Patience Is Crowned with Faith

If you are running away in hope of some relief,
in that direction, too, a calamity comes to meet you.
No corner is without wild beasts;
there is no rest but in the place
where you are alone with God.

Even the narrow cell of this world’s inevitable prison
is not exempt from the charges for visitors
and the cost of a housewarming.

By God, if you flee into a mouse-hole,
you will be afflicted by someone
who has the claws of a cat.

People thrive on fantasy if their fantasies are beautiful,
but if their fancies show anything unlovely
they melt away like wax in front of a fire.

If amid snakes and scorpions
God keeps you with the imaginings
of those who are spiritually fair,
the snakes and scorpions will be friendly to you,
because that imagination is the elixir
that transmutes your copper into gold.

Patience is sweetened by this kind of imagination,
since in this case the imaginings of relief come to mind.
Such relief enters the heart from faithfulness:
weakness of faith is despair and torment.

Patience is crowned with faith—
where one has no patience, one has no faith.
The Prophet said, “God hasn’t given faith to anyone
in whose nature there is no patience.”

[Rumi, Mathnawi II: 590-601, translated by K. & C. Helminski]

God is the most patient of those who are patient, and that is why we call upon Allah to bring forth the patience we have deep within our own essence. And if we are especially fortunate, we may find we have companions on the way of patience, sincere friends with whom to travel this Way.
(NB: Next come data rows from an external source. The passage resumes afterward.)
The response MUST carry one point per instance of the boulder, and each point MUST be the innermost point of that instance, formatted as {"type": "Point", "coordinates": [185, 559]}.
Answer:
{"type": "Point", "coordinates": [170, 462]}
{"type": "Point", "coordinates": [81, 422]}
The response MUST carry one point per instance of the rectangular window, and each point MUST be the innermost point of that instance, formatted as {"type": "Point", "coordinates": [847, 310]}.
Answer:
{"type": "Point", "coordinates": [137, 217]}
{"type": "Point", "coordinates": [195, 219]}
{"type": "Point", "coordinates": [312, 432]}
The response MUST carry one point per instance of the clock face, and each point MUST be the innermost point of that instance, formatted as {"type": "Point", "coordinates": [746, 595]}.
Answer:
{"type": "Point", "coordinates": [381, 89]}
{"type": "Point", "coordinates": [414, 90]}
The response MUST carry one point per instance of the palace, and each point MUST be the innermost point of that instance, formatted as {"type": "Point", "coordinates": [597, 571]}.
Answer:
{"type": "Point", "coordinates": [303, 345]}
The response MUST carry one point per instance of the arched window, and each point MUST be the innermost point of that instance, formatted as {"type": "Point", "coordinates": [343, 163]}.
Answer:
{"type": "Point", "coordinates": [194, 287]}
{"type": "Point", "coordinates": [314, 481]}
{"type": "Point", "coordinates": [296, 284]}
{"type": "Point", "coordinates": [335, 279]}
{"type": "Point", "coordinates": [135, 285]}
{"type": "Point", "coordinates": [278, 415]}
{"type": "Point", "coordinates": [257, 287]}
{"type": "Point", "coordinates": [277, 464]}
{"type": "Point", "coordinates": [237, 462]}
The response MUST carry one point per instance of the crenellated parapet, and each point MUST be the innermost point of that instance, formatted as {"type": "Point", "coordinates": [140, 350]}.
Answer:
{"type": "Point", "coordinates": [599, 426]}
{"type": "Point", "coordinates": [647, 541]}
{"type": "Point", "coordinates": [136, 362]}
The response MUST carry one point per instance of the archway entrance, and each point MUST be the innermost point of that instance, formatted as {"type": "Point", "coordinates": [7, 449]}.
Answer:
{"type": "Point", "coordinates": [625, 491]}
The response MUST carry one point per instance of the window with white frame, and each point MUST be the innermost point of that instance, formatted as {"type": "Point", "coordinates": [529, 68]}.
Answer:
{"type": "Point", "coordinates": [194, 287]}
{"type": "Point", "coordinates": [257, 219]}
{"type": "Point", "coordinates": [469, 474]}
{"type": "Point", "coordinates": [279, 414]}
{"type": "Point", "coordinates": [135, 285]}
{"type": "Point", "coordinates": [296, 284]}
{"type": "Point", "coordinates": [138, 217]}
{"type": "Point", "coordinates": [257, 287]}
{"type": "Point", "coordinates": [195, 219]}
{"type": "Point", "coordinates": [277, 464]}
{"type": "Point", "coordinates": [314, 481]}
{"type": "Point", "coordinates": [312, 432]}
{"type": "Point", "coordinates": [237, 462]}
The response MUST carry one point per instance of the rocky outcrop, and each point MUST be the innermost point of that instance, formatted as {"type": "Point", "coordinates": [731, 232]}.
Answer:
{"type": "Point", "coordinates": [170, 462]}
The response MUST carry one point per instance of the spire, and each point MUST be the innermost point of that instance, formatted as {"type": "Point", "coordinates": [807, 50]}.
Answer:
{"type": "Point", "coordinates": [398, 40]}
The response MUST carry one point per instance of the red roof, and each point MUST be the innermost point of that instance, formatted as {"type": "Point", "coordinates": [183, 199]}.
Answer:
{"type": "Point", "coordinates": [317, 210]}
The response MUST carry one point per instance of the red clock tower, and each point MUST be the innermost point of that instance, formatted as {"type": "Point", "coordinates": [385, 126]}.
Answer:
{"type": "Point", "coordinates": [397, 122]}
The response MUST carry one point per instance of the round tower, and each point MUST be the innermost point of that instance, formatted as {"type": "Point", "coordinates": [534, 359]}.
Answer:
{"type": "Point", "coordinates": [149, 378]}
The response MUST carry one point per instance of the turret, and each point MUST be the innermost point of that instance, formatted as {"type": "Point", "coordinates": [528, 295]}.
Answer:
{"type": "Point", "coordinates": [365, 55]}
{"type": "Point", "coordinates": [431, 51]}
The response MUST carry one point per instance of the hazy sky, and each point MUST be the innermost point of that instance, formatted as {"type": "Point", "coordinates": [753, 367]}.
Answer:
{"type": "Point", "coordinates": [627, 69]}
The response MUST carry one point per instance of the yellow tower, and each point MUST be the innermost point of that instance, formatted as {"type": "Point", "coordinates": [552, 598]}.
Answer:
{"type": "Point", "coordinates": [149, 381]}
Qur’an 18:(28) And contain thyself in patience by the side of all who at morn and at evening invoke their Sustainer, seeking His countenance, and let not your eyes pass beyond them in quest of the beauties of this world’s life: and pay no heed to any whose heart We have rendered heedless of all remembrance of Us because he had always followed [only] his own desires, abandoning all that is good and true. (29) And say: “The truth [has now come] from your Sustainer: let, then, him who wills, believe in it, and let him who wills, reject it.”